For me the best time will be after. After I get my acceptance to the college of my choice, after I get the loans and scholarships secured I need to attend that higher institution of learning. After I'm out of my parent's glaring spotlight and submerged in the world of academia. That's when my life will truly begin.

I'm not worried about handling the work load or making it in college, the part most worry about. I've got that part covered. It's getting there that's the difficult part.

I'm not unhappy now, though I might make it sound otherwise. I think of it all as an important investment in my future.

And I do have fun. I can't forget that. I go to the movies with my crew and we get together when we can. Then there's the sci-fi club I started. The masses think it's dorky, but we do cool things like visit movie sets, read books and go on trips. It's my lone school activity that I do for me and not to impress some faceless dean of admissions. It helps keep me sane.

The bell rings and I hop off my stool, saying goodbye to Lizzie quickly. I need to meet up with Anita and Jeremy before my next class, independent study. I'm helping one of the teacher's with a research project for extra credit. I can't be late.

I scan the halls for my friends, but spot Ethan instead. He's leaning against a locker talking with Miranda. He's got a huge grin on his face.

"Hey Tudgeman", he acknowledges me as I walk by.

I wave at them but have no time to stop.

I steal a look back at the two, laughing and talking—in no rush to get anywhere, obviously enjoying their own adolescence.
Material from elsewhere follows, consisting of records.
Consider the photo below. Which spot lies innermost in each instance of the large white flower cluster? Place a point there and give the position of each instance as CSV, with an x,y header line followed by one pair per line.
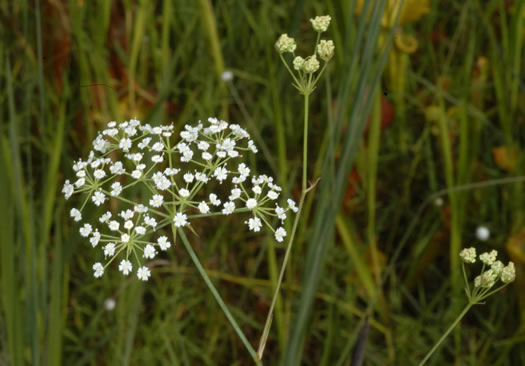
x,y
174,174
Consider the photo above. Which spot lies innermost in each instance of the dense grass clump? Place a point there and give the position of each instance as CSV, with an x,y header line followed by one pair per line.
x,y
416,131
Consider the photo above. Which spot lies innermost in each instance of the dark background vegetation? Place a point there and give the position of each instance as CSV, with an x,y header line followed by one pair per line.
x,y
447,113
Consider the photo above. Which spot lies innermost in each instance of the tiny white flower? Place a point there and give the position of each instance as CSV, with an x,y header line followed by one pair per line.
x,y
311,65
157,158
188,177
170,171
251,203
80,182
116,189
320,23
204,208
229,207
99,174
280,213
280,233
203,145
143,273
105,217
252,147
125,144
180,219
98,270
508,273
125,267
117,168
98,198
482,233
127,214
95,238
468,255
136,174
220,174
68,189
156,200
201,177
183,192
75,214
243,169
254,224
325,50
213,199
157,146
497,267
291,205
236,193
163,242
149,251
109,250
140,208
86,230
285,44
150,221
488,258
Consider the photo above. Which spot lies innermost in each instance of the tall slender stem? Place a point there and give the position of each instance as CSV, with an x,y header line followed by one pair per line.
x,y
467,308
305,190
305,142
215,293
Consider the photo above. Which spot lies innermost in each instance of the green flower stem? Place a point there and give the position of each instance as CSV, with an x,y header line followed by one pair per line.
x,y
467,308
305,143
266,331
269,317
215,293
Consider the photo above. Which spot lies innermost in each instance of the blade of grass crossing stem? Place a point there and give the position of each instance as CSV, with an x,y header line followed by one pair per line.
x,y
13,315
216,295
329,200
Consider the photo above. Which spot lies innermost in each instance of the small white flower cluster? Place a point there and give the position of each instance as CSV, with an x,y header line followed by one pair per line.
x,y
309,65
129,154
496,269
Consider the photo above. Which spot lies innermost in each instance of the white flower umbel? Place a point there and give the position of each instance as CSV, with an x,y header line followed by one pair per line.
x,y
321,23
176,174
482,233
483,285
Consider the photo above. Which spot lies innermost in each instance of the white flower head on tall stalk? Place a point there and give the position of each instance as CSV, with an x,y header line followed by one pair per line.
x,y
321,23
308,69
492,271
175,173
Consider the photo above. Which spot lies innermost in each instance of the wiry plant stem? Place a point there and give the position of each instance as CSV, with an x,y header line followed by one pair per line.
x,y
215,293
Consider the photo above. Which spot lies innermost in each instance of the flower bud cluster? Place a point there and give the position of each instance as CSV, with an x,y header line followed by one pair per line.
x,y
306,67
492,271
131,155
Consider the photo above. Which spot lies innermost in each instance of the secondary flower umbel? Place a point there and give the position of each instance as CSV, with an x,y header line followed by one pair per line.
x,y
173,174
304,76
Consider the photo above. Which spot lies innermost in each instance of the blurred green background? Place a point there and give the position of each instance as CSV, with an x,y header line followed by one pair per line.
x,y
417,132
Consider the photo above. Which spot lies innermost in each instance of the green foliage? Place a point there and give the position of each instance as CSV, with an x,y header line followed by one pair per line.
x,y
371,243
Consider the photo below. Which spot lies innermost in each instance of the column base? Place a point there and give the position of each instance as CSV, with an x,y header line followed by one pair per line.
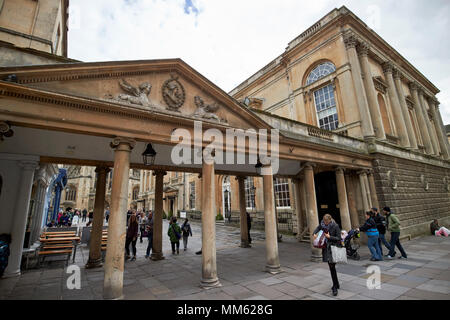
x,y
210,283
157,256
245,244
273,269
94,263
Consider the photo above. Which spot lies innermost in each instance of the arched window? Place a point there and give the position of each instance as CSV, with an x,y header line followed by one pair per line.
x,y
320,71
135,193
384,115
71,193
281,191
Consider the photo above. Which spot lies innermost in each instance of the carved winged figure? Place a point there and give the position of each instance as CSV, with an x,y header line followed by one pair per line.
x,y
205,111
136,95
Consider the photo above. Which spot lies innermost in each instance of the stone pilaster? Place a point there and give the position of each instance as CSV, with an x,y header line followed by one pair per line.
x,y
209,264
115,251
270,223
243,212
20,217
396,108
157,253
404,107
350,42
95,243
377,122
311,207
342,196
421,118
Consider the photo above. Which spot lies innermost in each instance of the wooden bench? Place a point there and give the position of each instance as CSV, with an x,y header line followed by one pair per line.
x,y
53,252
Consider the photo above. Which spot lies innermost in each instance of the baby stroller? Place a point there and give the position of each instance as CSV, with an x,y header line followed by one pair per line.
x,y
351,246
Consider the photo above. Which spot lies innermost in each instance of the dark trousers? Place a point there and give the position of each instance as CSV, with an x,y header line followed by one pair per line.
x,y
133,246
396,242
333,272
173,246
150,243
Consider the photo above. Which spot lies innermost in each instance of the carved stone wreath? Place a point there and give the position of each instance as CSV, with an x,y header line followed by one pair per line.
x,y
392,180
173,93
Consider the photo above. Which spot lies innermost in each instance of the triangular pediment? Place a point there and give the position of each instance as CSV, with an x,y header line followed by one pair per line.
x,y
158,86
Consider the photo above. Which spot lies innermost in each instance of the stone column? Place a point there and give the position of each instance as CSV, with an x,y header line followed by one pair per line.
x,y
20,216
443,141
404,107
395,103
95,242
243,211
375,114
311,209
350,42
362,177
157,253
421,118
351,196
209,266
343,204
298,206
270,223
434,142
115,250
372,188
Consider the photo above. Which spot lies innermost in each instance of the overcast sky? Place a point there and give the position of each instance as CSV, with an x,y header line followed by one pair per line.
x,y
229,40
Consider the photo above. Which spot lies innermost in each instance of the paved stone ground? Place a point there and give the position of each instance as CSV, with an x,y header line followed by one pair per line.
x,y
424,275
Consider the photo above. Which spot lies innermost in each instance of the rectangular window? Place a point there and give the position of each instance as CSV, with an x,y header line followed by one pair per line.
x,y
326,108
281,191
192,195
249,193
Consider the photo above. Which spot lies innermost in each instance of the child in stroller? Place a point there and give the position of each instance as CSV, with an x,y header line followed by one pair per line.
x,y
351,246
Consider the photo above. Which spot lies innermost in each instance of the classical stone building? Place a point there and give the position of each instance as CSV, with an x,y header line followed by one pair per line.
x,y
349,122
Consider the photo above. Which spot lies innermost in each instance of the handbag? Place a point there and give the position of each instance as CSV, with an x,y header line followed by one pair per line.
x,y
320,241
339,255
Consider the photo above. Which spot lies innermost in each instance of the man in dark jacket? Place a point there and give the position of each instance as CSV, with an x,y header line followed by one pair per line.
x,y
370,228
381,226
333,235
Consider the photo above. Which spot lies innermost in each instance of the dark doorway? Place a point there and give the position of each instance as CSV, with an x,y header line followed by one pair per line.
x,y
326,195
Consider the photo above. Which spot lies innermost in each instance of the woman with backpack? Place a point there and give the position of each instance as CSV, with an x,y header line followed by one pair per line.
x,y
333,237
174,234
186,228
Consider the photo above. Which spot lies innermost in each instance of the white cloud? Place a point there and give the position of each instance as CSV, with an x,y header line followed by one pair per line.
x,y
228,41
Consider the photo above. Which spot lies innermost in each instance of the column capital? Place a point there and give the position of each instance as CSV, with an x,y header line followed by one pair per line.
x,y
363,48
159,173
28,165
387,67
122,140
397,74
102,168
350,40
309,165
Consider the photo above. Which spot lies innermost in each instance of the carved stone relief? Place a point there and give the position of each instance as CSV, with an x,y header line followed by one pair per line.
x,y
173,93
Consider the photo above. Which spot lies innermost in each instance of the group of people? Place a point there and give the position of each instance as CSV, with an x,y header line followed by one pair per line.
x,y
375,227
140,225
72,217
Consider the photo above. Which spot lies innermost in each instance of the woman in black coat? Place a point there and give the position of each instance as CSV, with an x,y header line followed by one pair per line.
x,y
333,235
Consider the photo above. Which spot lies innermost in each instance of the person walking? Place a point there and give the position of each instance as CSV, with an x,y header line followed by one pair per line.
x,y
380,221
174,234
149,228
370,228
333,235
131,238
393,225
249,226
186,228
142,225
84,215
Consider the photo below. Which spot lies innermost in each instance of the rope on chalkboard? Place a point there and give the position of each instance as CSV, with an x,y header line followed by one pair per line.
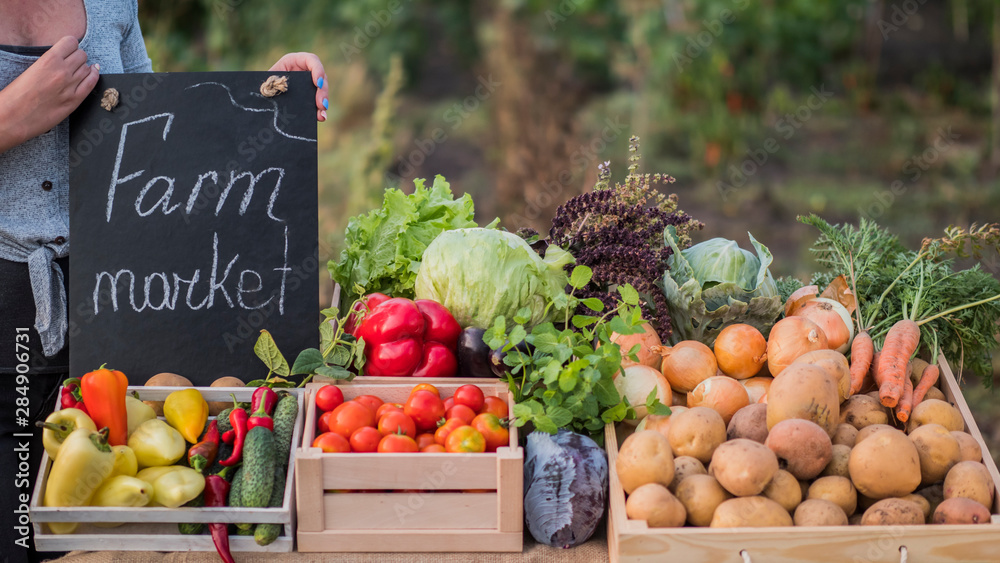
x,y
109,100
274,85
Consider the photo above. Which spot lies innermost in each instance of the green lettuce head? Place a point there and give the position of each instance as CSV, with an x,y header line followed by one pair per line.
x,y
716,283
480,274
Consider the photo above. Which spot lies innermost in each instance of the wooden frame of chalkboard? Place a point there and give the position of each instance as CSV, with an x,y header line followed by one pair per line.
x,y
194,224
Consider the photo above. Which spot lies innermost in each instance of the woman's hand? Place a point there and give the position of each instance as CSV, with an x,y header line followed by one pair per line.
x,y
311,63
46,93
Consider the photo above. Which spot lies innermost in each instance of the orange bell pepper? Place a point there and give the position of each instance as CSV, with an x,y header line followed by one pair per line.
x,y
104,394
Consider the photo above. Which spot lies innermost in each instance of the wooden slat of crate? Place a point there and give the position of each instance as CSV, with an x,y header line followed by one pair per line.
x,y
632,541
455,522
159,524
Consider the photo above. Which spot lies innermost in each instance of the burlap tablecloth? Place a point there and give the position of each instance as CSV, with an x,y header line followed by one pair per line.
x,y
594,550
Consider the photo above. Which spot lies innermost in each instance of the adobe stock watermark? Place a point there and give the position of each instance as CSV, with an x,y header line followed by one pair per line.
x,y
365,34
786,128
710,31
455,116
581,158
913,169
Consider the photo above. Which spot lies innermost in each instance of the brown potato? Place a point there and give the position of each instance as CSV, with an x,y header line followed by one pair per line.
x,y
960,510
885,464
750,511
645,457
838,463
969,479
685,466
893,512
653,503
935,411
701,495
845,434
750,422
862,410
819,512
785,490
968,446
743,467
697,432
938,450
838,490
802,447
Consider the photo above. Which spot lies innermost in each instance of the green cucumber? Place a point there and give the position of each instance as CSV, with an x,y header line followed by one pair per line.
x,y
284,426
265,534
258,467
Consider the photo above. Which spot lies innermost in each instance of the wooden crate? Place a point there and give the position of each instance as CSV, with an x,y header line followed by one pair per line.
x,y
155,528
431,514
632,541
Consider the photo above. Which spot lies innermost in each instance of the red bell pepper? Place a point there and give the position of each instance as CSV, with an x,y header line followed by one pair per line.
x,y
103,391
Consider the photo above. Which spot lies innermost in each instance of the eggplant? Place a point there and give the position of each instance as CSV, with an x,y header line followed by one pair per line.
x,y
473,354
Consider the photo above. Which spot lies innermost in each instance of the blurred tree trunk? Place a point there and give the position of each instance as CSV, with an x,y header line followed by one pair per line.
x,y
532,111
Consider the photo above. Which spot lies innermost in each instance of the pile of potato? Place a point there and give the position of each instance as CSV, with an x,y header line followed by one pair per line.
x,y
807,455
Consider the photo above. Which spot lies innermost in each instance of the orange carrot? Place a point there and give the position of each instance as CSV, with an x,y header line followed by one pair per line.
x,y
906,402
862,350
927,380
900,343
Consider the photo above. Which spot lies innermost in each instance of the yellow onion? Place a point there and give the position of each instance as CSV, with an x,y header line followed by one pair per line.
x,y
646,341
740,350
790,338
833,318
686,364
757,387
721,393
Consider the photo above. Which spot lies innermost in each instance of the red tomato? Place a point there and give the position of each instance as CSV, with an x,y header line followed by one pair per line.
x,y
465,439
331,442
425,439
370,401
329,397
350,416
425,408
323,422
441,434
440,325
386,408
365,439
397,423
460,411
470,396
397,443
493,431
425,387
495,405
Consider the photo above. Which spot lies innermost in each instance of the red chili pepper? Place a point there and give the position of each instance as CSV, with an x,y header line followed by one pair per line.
x,y
202,454
216,494
103,391
238,420
264,395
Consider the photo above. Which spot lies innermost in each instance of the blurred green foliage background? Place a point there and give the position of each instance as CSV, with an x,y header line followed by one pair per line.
x,y
762,110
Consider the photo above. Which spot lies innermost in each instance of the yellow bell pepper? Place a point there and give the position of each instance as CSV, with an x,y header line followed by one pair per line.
x,y
173,486
125,462
187,411
156,443
137,412
60,424
84,462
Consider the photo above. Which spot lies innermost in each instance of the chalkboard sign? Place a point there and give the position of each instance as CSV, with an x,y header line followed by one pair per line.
x,y
193,224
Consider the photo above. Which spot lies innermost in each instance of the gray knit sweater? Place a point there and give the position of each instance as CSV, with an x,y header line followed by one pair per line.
x,y
34,176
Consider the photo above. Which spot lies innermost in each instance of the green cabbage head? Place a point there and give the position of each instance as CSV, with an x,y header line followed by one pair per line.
x,y
480,274
716,283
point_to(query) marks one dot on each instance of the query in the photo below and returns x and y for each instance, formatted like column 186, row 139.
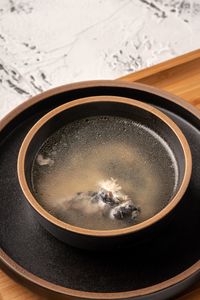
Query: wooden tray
column 180, row 76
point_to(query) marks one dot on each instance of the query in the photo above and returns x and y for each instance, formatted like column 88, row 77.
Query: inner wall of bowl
column 150, row 188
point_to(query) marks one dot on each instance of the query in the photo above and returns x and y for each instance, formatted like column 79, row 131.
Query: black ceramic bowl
column 162, row 130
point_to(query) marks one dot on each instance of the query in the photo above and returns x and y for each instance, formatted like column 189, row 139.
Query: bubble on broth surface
column 83, row 154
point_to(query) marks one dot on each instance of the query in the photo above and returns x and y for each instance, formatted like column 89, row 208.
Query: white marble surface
column 46, row 43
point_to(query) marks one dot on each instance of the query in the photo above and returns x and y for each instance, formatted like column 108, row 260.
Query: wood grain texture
column 179, row 76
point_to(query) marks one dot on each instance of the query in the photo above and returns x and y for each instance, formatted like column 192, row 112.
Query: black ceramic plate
column 157, row 269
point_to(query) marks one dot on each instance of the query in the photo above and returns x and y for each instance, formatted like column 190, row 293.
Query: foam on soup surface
column 104, row 173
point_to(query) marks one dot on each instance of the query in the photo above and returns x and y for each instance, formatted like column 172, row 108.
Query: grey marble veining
column 44, row 44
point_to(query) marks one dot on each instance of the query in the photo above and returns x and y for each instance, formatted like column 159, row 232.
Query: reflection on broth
column 128, row 164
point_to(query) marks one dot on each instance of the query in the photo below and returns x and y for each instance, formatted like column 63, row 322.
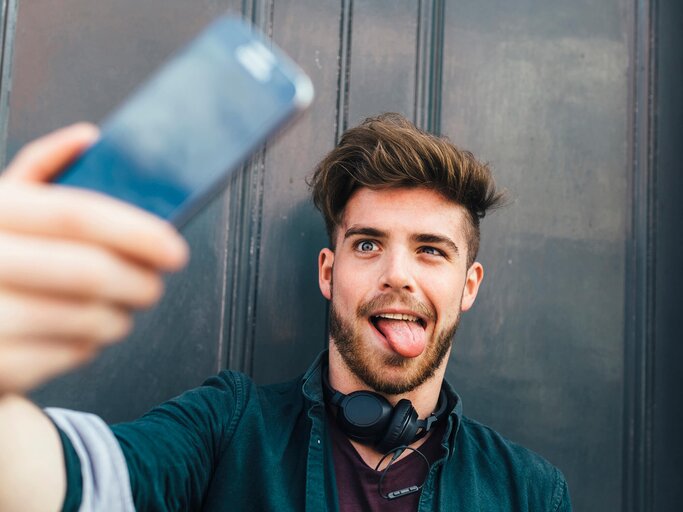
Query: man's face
column 397, row 280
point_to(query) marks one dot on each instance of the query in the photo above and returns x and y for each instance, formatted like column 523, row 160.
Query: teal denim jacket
column 232, row 445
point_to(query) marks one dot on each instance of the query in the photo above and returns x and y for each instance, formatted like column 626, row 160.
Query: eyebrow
column 423, row 238
column 430, row 238
column 375, row 233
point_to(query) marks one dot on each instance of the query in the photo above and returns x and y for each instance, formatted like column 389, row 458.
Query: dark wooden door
column 565, row 99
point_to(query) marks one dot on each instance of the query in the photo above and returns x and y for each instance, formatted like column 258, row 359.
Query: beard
column 375, row 368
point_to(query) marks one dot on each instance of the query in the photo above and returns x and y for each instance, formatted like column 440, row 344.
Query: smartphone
column 173, row 144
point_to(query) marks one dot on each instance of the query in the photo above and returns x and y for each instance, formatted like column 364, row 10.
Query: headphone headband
column 369, row 418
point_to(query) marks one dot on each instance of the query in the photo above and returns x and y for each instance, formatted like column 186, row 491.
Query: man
column 372, row 425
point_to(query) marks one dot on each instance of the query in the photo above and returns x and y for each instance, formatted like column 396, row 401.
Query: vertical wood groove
column 429, row 65
column 640, row 334
column 8, row 19
column 343, row 80
column 243, row 241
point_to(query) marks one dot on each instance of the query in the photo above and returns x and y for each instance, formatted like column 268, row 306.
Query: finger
column 43, row 158
column 24, row 315
column 26, row 363
column 76, row 270
column 94, row 218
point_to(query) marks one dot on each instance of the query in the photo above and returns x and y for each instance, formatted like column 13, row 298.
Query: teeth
column 398, row 316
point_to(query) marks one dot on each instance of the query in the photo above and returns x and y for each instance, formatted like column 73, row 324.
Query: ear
column 475, row 275
column 325, row 265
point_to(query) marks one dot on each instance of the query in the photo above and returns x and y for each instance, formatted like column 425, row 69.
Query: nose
column 397, row 272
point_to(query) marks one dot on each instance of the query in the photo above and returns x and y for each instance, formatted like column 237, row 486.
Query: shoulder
column 501, row 463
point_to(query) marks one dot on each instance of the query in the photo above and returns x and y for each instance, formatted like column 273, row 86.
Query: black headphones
column 369, row 418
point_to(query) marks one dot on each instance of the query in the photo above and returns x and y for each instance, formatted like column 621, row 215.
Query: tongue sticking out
column 405, row 337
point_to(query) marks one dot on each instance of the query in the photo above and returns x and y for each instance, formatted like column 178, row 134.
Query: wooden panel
column 667, row 408
column 540, row 90
column 291, row 313
column 382, row 59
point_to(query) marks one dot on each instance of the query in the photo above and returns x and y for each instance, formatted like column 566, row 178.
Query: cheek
column 446, row 296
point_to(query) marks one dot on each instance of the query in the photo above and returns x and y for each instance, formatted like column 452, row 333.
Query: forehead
column 409, row 210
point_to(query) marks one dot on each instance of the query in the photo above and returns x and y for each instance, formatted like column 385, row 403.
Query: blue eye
column 431, row 250
column 365, row 246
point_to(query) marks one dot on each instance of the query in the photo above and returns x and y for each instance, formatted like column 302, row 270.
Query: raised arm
column 74, row 265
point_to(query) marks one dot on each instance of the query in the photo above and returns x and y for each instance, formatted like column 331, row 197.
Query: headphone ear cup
column 364, row 416
column 402, row 427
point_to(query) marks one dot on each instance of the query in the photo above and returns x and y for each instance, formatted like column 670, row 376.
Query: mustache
column 394, row 299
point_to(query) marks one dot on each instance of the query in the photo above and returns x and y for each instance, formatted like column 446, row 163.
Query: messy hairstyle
column 388, row 151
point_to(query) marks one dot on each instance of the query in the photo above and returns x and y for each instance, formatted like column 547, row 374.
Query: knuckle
column 70, row 219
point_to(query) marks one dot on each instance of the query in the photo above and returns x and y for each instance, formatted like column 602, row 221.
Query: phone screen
column 173, row 143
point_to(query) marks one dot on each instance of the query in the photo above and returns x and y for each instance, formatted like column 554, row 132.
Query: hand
column 73, row 264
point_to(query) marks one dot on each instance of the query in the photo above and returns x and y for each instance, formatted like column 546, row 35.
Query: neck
column 424, row 397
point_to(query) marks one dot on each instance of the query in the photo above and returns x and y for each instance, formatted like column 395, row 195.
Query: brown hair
column 388, row 151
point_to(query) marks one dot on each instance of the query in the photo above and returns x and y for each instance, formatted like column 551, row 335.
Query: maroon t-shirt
column 357, row 483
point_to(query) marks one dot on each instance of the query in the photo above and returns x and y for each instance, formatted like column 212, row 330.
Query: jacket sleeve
column 562, row 495
column 172, row 450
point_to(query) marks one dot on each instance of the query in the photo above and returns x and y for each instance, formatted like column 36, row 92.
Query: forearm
column 32, row 474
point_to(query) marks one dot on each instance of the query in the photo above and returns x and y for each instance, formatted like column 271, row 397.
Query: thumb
column 43, row 158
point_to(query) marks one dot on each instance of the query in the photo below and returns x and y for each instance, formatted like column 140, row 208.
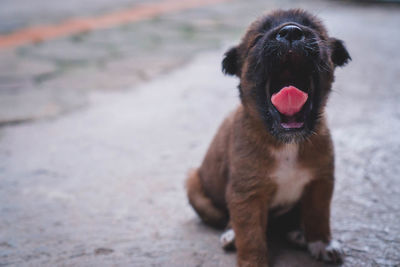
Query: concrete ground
column 99, row 130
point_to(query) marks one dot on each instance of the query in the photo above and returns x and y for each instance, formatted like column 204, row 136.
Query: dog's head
column 286, row 50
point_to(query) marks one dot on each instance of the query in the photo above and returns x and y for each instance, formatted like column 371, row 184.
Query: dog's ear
column 339, row 55
column 230, row 63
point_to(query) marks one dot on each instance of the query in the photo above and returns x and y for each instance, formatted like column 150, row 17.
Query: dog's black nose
column 290, row 33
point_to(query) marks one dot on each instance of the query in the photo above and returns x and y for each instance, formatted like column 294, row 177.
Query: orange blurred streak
column 78, row 25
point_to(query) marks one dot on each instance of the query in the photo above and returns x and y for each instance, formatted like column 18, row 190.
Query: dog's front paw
column 227, row 240
column 328, row 252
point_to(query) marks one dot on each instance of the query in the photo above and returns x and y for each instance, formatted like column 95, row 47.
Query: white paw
column 227, row 239
column 328, row 252
column 297, row 238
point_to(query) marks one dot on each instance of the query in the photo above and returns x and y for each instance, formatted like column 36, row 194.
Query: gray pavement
column 103, row 185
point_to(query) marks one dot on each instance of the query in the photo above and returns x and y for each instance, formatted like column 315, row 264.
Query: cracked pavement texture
column 103, row 185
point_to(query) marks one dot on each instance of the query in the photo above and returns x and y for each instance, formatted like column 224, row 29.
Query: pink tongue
column 289, row 100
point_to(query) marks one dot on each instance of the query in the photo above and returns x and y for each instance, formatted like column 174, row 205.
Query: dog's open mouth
column 290, row 96
column 289, row 101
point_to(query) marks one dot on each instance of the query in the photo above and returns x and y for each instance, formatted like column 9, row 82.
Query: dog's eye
column 256, row 39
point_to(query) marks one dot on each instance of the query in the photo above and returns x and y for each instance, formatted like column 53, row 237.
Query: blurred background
column 105, row 105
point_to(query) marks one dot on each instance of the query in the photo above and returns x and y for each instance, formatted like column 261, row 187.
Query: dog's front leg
column 315, row 217
column 248, row 212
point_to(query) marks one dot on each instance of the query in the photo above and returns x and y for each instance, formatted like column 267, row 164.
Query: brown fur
column 235, row 181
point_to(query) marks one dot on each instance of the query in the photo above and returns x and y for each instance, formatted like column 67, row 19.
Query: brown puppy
column 271, row 157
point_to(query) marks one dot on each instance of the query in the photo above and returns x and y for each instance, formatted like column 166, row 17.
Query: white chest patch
column 288, row 175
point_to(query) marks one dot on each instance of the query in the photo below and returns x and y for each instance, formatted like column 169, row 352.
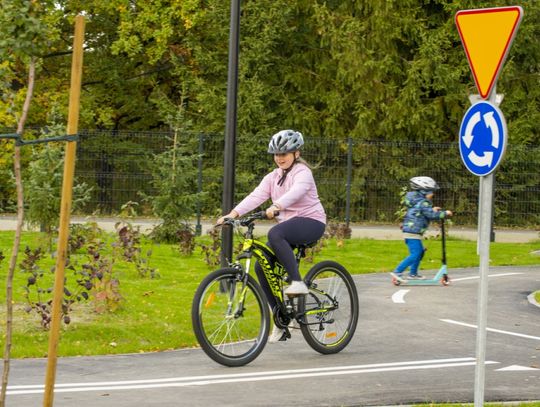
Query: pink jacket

It's almost as if they're not real, merely characters created for one of those typical high school television shows where all problems are solved within a span of thirty minutes or less.

I check my watch as the warning bell rings. Damn, not enough time to find Anita and Jeremy. I grab my research material and head to class.

I hear Ethan's laugh permeate through the hallway in the distance. I can't help but hear it. It's the same overexcited laugh he used to get when his nanny would sneak us extra Double Stuf Oreos to cheer us up on rainy afternoons.

Some things don't change.

Yes they do. Somewhere along the way we switched places and he became the smart one.

I want to chill in the hallway talking with my buddies, flirting with Lizzie, my arm draped casually across her shoulders.

My teacher comes in. We get to work. Not today. Maybe tomorrow.